[The Memoirs of General Philip H. Sheridan Vol. I. Part 2 by P. H. Sheridan]@TWC D-Link bookThe Memoirs of General Philip H. Sheridan Vol. I. Part 2 CHAPTER XV 18/21
Indeed, his crippled condition began to show itself the preceding evening, and I have always thought that, had General Thomas held on and attacked the Confederate right and rear from where I made the junction with him on the Lafayette road, the field of Chickamauga would have been relinquished to us; but it was fated to be otherwise.

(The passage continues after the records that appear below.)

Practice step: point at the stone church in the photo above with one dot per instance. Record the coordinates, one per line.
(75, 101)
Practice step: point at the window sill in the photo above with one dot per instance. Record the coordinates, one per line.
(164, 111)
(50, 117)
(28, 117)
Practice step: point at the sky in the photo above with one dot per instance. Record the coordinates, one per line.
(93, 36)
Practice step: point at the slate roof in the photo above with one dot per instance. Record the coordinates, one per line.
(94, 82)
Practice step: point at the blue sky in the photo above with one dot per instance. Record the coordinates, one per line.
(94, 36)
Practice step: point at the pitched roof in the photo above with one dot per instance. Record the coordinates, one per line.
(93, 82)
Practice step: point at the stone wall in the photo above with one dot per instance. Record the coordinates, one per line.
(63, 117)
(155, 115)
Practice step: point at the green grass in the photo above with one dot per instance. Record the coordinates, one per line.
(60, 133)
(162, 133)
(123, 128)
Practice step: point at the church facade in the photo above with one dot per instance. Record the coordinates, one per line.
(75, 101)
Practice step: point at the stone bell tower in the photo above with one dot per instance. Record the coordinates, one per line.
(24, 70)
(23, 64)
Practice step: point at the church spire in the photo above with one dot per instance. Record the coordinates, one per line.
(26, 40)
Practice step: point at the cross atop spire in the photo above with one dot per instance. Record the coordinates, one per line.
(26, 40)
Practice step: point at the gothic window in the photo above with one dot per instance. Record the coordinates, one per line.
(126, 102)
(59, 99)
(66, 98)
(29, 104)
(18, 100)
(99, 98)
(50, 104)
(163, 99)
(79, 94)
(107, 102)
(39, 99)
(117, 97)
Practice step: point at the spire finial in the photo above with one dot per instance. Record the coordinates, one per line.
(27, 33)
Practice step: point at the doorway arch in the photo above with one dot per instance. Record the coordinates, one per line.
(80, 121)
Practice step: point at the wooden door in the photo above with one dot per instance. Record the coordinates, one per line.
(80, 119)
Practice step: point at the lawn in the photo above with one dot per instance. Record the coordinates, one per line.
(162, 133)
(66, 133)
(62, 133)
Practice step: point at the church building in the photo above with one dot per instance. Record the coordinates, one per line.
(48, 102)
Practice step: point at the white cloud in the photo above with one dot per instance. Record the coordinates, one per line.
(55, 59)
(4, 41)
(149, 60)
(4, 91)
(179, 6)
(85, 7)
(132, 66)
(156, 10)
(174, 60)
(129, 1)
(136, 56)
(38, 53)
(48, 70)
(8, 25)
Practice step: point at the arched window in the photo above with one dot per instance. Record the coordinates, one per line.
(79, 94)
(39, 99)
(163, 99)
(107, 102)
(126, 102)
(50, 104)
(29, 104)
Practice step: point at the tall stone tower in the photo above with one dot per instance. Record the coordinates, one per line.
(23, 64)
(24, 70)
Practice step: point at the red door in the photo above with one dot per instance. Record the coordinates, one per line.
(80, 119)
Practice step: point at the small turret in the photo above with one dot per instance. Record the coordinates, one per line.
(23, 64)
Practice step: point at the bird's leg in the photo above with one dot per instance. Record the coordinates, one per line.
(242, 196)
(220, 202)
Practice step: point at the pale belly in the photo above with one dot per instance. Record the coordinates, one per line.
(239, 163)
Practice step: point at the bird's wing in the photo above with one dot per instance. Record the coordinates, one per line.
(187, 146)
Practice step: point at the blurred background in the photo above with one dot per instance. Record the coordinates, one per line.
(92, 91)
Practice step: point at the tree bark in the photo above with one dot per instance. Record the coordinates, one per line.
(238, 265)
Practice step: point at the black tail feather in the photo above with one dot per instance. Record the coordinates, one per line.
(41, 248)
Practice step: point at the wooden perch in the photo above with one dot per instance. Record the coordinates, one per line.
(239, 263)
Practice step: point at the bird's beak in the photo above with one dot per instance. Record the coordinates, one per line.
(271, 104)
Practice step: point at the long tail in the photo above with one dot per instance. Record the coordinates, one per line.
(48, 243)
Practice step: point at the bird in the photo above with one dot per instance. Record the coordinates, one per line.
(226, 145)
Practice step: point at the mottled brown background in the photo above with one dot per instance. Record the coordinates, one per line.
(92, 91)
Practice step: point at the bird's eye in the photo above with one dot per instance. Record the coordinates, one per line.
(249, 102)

Rosecrans, McCook, and Crittenden passed out of the battle when they went back to Chattanooga, and their absence was discouraging to all aware of it.
Doubtless this had much to do with Thomas's final withdrawal, thus leaving the field to the enemy, though at an immense cost in killed and wounded.
The night of the 21st the army moved back from Rossville, and my division, as the rearguard of the Twentieth Corps, got within our lines at Chattanooga about 8 o'clock the morning of the 22d.
Our unmolested retirement from Rossville lent additional force to the belief that the enemy had been badly injured, and further impressed me with the conviction that we might have held on.
Indeed, the battle of Chickamauga was somewhat like that of Stone River, victory resting with the side that had the grit to defer longest its relinquishment of the field. The manoeuvres by which Rosecrans had carried his army over the Cumberland Mountains, crossed the Tennessee River, and possessed himself of Chattanooga, merit the highest commendation up to the abandonment of this town by Bragg on the 8th of September; but I have always fancied that that evacuation made Rosecrans over-confident, and led him to think that he could force Bragg south as far as Rome. After the Union army passed the river and Chattanooga fell into our hands; we still kept pressing the enemy's communications, and the configuration of the country necessitated more or less isolation of the different corps.